I am trying to scrape this site for the starting lineups. https://www.cbssports.com/nhl/teams/BOS/boston-bruins/depth-chart/
I am using the following code, but the table that is printed contains information I do not want, such as the player shortname and player news. I would only like to extract the CellPlayerName--long, but I am unsure how to do that.
url = "https://www.cbssports.com/nhl/teams/BOS/boston-bruins/depth-chart"
data = requests.get(url).text
soup = BeautifulSoup(data, 'html.parser')

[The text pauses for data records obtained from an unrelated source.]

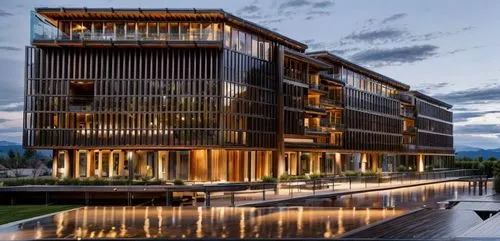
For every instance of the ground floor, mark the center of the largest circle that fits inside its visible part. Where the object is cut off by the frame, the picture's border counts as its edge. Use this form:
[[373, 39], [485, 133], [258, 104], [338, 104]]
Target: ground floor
[[220, 165]]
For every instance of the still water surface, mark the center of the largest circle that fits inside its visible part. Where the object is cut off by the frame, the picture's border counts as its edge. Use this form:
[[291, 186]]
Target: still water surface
[[323, 218]]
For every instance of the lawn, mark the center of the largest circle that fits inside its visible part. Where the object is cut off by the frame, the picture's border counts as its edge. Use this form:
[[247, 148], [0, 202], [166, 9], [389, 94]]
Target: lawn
[[11, 213]]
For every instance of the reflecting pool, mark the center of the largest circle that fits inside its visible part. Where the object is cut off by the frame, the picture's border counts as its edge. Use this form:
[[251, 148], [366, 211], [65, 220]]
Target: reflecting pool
[[407, 198], [189, 222]]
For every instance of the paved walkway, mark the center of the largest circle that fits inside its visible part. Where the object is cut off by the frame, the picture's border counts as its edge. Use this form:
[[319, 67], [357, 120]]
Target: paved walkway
[[255, 198]]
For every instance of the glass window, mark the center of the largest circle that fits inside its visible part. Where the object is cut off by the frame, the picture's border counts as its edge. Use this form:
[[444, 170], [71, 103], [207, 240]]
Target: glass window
[[234, 39], [87, 29], [227, 36], [195, 31], [141, 30], [174, 31], [255, 46], [207, 31], [163, 30], [184, 31], [249, 44], [76, 30], [98, 28], [130, 30], [242, 42], [120, 30], [266, 51], [109, 30], [152, 31], [216, 31]]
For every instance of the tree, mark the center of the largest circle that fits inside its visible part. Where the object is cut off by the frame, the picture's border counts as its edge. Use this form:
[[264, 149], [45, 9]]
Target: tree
[[29, 154], [15, 162]]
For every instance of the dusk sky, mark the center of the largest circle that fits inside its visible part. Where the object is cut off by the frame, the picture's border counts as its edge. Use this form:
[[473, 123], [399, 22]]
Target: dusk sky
[[447, 48]]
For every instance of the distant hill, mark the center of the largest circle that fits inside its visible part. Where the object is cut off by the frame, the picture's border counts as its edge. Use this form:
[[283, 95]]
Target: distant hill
[[473, 152]]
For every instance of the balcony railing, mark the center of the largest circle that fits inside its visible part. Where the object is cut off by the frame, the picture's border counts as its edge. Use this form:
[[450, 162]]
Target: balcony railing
[[406, 98], [407, 113], [193, 36], [331, 101], [410, 131]]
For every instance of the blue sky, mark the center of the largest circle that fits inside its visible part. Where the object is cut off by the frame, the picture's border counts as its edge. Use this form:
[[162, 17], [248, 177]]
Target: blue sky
[[448, 49]]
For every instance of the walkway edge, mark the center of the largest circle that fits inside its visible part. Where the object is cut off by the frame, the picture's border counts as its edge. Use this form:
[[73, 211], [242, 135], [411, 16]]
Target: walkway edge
[[339, 193]]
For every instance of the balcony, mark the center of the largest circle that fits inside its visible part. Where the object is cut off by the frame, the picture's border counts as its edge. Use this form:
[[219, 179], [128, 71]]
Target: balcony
[[316, 130], [329, 102], [407, 113], [406, 98], [315, 107], [135, 37], [410, 131]]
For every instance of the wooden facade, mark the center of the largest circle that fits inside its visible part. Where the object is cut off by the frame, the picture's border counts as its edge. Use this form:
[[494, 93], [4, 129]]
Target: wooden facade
[[207, 96]]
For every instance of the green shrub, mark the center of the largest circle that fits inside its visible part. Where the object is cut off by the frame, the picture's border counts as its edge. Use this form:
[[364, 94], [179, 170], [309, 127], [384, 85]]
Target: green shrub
[[496, 184], [285, 177], [268, 179], [370, 174], [402, 168], [351, 174], [178, 182], [314, 176]]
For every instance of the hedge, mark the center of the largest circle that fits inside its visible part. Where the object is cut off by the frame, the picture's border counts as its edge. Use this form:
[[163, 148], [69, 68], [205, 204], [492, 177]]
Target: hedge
[[78, 182]]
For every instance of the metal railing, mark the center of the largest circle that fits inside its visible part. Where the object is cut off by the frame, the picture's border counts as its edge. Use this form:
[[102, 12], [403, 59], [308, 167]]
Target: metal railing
[[88, 36]]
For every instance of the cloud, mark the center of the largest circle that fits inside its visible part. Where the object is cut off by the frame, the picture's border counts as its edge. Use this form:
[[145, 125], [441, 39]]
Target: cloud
[[478, 129], [343, 51], [323, 4], [398, 55], [10, 48], [4, 13], [482, 95], [464, 116], [439, 34], [394, 18], [294, 4], [428, 87], [249, 9], [376, 36]]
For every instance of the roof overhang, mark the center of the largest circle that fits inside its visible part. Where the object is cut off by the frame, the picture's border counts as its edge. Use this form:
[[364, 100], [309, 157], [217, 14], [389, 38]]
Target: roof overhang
[[165, 14], [327, 56]]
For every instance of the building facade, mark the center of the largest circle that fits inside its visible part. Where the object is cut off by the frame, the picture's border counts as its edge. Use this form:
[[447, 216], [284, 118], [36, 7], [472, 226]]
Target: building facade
[[203, 95]]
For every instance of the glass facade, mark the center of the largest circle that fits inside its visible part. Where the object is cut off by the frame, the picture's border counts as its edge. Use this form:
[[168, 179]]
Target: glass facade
[[224, 111]]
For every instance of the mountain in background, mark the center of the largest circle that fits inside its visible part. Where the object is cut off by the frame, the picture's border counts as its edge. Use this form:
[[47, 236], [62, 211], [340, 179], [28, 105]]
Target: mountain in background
[[474, 152], [5, 146]]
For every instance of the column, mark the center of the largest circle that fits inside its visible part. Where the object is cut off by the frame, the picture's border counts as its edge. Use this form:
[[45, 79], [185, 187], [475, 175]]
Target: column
[[76, 161], [209, 164], [55, 155], [375, 162], [420, 163], [363, 162], [111, 161], [90, 163], [121, 161], [66, 165], [280, 115], [99, 167], [299, 164], [338, 163]]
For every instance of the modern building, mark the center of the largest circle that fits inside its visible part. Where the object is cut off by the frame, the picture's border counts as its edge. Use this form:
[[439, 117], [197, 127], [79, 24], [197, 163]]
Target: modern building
[[204, 95]]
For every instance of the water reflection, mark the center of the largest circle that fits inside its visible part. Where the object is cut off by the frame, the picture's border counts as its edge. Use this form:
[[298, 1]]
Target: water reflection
[[407, 198], [188, 222]]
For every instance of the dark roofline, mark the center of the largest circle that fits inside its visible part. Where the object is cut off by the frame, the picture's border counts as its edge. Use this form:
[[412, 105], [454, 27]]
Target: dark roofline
[[226, 16], [431, 99], [307, 58], [357, 67]]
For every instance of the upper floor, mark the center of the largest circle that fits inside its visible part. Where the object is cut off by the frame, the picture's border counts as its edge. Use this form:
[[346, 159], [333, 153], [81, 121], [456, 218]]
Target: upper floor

df = pd.read_html(str(soup.find_all('table')))
df[0]
It prints the following:
POS | Starter | Second | Third+ |
---|---|---|---|
Center | P. Bergeron Bruins' Patrice Bergeron: Pots winner in NJ Patrice Bergeron Bruins' Patrice Bergeron: Pots winner in NJ | D. KrejciDavid Krejci | C. CoyleCharlie CoyleT. Nosek Bruins' Tomas Nosek: Returning Monday Undisclosed: Expected to be out until at least Jan 2 Tomas Nosek Bruins' Tomas Nosek: Returning Monday Undisclosed: Expected to be out until at least Jan 2 M. Filipe Lower Body: IR. Expected to be out until at least Jan 29 Matt Filipe Lower Body: IR. Expected to be out until at least Jan 29 |
Left Wing | B. Marchand Bruins' Brad Marchand: Two points against Buffalo Brad Marchand Bruins' Brad Marchand: Two points against Buffalo | P. ZachaPavel Zacha | T. HallTaylor HallN. FolignoNick FolignoA. GreerA.J. Greer |
Right Wing | J. DeBruskJake DeBrusk | D. Pastrnak Bruins' David Pastrnak: Another two-point performance David Pastrnak Bruins' David Pastrnak: Another two-point performance | T. Frederic Bruins' Trent Frederic: Scores goal Wednesday Trent Frederic Bruins' Trent Frederic: Scores goal Wednesday C. SmithCraig Smith |
Left Defenseman | H. LindholmHampus Lindholm | M. GrzelcykMatt Grzelcyk | D. ForbortDerek ForbortJ. ZborilJakub Zboril |
Right Defenseman | C. McAvoyCharlie McAvoy | B. CarloBrandon Carlo | C. CliftonConnor Clifton |
Goalie | L. Ullmark Bruins' Linus Ullmark: Staring in Winter Classic Linus Ullmark Bruins' Linus Ullmark: Staring in Winter Classic | J. Swayman Bruins' Jeremy Swayman: Falls short in OT Jeremy Swayman Bruins' Jeremy Swayman: Falls short in OT | — |
Edit: This is the desired output
POS | Starter | Second | Third |
---|---|---|---|
Center | Patrice Bergeron | David Krejci | Charlie Coyle Tomas Nosek Matt Filipe |
Left Wing | Brad Marchand | Pavel Zacha | Taylor Hall Nick Foligno A.J. Greer |
Right Wing | Jake DeBrusk | David Pastrnak | Trent Frederic Craig Smith |
Left Defenseman | Hampus Lindholm | Matt Grzelcyk | Derek Forbort Jakub Zboril |
Right Defenseman | Charlie McAvoy | Brandon Carlo | Connor Clifton |
Goalie | Linus Ullmark | Jeremy Swayman |